London 2012 Olympic opening ceremony: A celebration of freedom.

Review: The London 2012 opening ceremony

Review: The London 2012 opening ceremony

When Jeremy Paxman wrote his book 'The English', he asked playwright Alan Bennett to offer him some thoughts.

"I'm hopeless at this kind of thing," Bennett wrote back. "If I could put into words what I mean by Englishness (and what I love and detest about it) I wouldn't write at all, as coming to terms with what it is what keeps me going."

On Friday night, Danny Boyle tried to define Britishness, whose complexities are even greater than Englishness, to the world. It will have been a baffling experience for them, because it is a subject the British are unable to explain even to themselves.

The political reaction has been predictable. Aidan Burley, the Tory MP who last entered the national consciousness by partying with men in  Nazi uniforms, branded the ceremony "leftie multi-cultural crap". Labour MPs argued the inclusion of protest marches, the NHS and Doreen Lawrence provided a progressive Trojan Horse.

Similar things could be said for the right by Winston Churchill, whose statue waved on the Queen and James Bond. As Boris Johnson pointed out today, Bond – womaniser and imperialist assassin – is hardly a left-wing figurehead. Those complaining that Lawrence and Liberty director Shami Chakrabarti carried the Olympic flag forget that representatives of the army, navy and air force carried the Union Jack.

Bennett's struggles with his country's identity and politicians' struggles with the opening ceremony are part of the same phenomenon: the impenetrable complexity of Britain. This is a country which has always defied definition. It is downcast but always joking, traditional but forward-looking, arrogant but self-deprecating, inward-looking but open, the birthplace of capitalism and the NHS.

The Queen/Bond section offered the best moment of the ceremony. As the pair walked down the corridor of Buckingham Palace, the monarch glanced at him slightly, in a moment of subtle humour which recognised the absurdity of the image and riffed on the way she is viewed by the public. It was a supreme moment of unity, in which the British respect for tradition – and specifically the monarchy – combined with our inability to take anything seriously. For the first time, a member of the royal family indicated they were in on the joke. The monarchy does not persist in this country despite the fact we laugh at them, but because we laugh at them.

Boyle's approach to the impossibility of Britishness was to cram as many elements as he could into one show and communicate through tone what cannot be expressed in words.
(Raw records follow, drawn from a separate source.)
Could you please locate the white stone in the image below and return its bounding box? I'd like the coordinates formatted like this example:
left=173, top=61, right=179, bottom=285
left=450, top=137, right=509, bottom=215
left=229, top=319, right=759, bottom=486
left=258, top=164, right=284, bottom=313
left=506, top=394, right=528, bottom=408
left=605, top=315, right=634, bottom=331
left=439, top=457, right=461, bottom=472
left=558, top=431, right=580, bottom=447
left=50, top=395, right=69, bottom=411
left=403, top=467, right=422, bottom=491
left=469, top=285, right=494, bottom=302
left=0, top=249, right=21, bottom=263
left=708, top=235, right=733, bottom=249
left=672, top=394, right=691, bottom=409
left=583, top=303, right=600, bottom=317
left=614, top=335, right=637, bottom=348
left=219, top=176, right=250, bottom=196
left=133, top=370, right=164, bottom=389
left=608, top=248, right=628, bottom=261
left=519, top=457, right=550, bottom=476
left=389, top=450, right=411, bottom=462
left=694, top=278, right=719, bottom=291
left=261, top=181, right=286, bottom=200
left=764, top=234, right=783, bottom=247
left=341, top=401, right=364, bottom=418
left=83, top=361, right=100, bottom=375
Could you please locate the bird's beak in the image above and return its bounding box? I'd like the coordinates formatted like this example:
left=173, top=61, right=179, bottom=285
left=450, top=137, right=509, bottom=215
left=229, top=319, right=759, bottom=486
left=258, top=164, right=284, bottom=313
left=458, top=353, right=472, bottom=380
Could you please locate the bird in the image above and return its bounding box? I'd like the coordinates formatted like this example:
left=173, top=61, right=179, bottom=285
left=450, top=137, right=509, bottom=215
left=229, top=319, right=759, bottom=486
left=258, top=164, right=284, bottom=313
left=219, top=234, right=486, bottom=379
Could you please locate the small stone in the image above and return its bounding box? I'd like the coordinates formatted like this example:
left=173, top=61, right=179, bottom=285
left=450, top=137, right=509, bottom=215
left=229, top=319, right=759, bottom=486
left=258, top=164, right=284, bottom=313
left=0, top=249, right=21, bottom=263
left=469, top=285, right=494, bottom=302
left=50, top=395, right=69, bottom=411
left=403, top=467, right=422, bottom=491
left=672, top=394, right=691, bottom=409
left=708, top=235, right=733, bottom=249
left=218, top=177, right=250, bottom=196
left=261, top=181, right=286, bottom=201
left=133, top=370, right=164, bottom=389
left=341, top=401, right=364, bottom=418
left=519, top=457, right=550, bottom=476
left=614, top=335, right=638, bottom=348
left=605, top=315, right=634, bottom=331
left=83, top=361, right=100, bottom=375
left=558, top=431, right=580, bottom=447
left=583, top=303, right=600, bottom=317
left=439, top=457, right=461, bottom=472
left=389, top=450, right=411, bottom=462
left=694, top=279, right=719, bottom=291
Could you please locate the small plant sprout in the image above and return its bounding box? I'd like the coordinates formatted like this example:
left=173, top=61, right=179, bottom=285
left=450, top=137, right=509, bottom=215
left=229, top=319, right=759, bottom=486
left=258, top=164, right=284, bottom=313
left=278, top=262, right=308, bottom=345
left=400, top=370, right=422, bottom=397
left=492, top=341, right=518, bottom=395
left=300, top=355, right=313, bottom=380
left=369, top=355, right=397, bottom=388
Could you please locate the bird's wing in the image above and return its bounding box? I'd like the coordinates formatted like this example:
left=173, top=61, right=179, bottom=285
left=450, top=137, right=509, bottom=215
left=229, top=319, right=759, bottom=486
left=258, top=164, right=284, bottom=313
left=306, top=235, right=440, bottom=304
Britain is the birthplace of the industrial revolution, the process which created the modern world and was described by Jacob Bronowski as 'the English revolution'. After the war, Britain became a mixed economy, a country which put socialism at the heart of a market economy. The NHS remains the most efficient per capita health care system in the world, but it also expresses a fundamental British sense of fairness and an egalitarian spirit – the spirit of the pub, where everyone is equal, and of politeness, where everyone is treated with respect. That sense persists despite the extremes of inequality which have always impacted on these islands.

What Boyle did for history and the economy, he also did for culture and art – enmeshing old with new, high with low. Elgar and Prodigy, the Beatles and Dizzee Rascal, Shakespeare and JK Rowling, Kenneth Branagh playing Caliban dressed as Isambard Kingdom Brunel. In a stroke of unique genius which must surely have caused him sleepless nights, he even forced the themes on each other. The point at which an army of Mary Poppinses fight off a Harry Potter villain amid a celebration of the NHS reached above its influences to reflect the chaos and absurdity of modern Britain. It was something which can was better felt than expressed through words, as Bennett would realise.

For much of the world, it was impenetrable. That is not a problem. We always come across as fake when trying to simplify ourselves for others. Better to be ourselves and let them investigate further if it tickles their fancy.

But the ceremony was not only Britain talking to itself. It also offered a note of solidarity with the west. The coverage of the Olympics in the international press has focused on Britain's double-dip recession. It's a fair point, but we're not alone. The United States and Europe feel as if they are frozen in perpetual failure and decline, slowly being replaced by the emergent economies of Asia.

Beijing's ceremony focused on synchronised spectacle in a manner which reflected its political and social culture. It worshiped the power of the multitudes behaving in unison. It was a statement that the world needed to pay attention to China, but also the product of an authoritarian, conformist country, charmed by the idea of the individual submitting to the group.

London's retort was to showcase the surprise of creativity, to laugh at itself in the mirror while putting on its best suit. It is a hymn to the freedom of the west, to the idea of creativity, individuality, liberty and democracy.